The Macphail Scholarship was great for me. I had been thrust into the Scotland squad at the age of 18 and there was a lot of pressure on me, whether I wanted it or not. Very quickly I began to not enjoy my rugby and became jealous of my friends enjoying their years at university. My form deteriorated as I attempted to transition from schoolboy rugby to adult rugby; going to New Zealand on the Macphail Scholarship was an escape and allowed me to remember why I enjoyed playing in the first place.
Scottish rugby seems to be rapidly gaining in popularity over the last few years, with Glasgow and Edinburgh both attracting bigger audiences. Why do you think that is?
The popularity and quality of performance and success are directly related in my opinion. Both pro teams have taken strides in recent years, and the quality and professionalism of the squads at Edinburgh and Glasgow has allowed this to happen.
Was it difficult to leave Scotland when you moved to Wales?
Yes and no. No in the fact that there were no opportunities for me in Scotland at the time, and yes in the way that I had firm friends and was settled in Scotland. I felt that moving to Wales was the best thing for my career at the time, and I learned an extraordinary amount about myself and about my rugby.

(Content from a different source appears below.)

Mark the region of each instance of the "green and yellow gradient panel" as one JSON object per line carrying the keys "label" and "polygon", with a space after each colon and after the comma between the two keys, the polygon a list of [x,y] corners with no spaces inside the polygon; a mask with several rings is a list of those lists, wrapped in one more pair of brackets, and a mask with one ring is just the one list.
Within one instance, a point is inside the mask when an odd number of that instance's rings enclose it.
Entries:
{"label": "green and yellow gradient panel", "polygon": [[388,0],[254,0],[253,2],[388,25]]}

Apart from the obvious, how does it differ between playing at club and international level? Are there different emotions involved when you’re representing your country?
Everything at international level is intensified. Bigger
crowds, bigger emotion and the game itself is played at a ridiculous pace and
Looking back, what’s your absolute favourite moment from your rugby career?
My favourite moment has to be winning the Guinness PRO12 (now PRO14) with my old club, Scarlets. It was the culmination of years of hard work with some great men.
Have there ever been any moments of self-doubt?
Plenty! The older you get however, you learn that you cannot be everything to everyone, and you learn to accept that. Once you acknowledge that, then you can concentrate on your strengths and on the qualities that contributed to your selection in the first place. Don’t try to be a player or a person that you’re not.
You’ve done some pundit work lately – do you see a future in that post-playing? What about the coaching side of things after retirement?
Life after rugby is still up for debate. I have enjoyed the media side of the game, much to the amusement of my fellow players. Coaching is something that interests me also. Time will tell.
Do you encourage your sons to play mini rugby?
I would love my kids to play sport. Whether that’s rugby or not is up to them. Sport, and not just rugby, affords you many opportunities and team sports in particular have given me the foundations and values I hold close.
You’re working with Glen Moray – do you remember when you became a whisky drinker?
Around about the time of my wedding. There was lots of whisky around and I had no option but to drink it!
You’ve visited the Glen Moray Distillery and met the manager there, Graham Coull. How was that experience?
Awesome. The tour was incredibly interesting without being too complicated.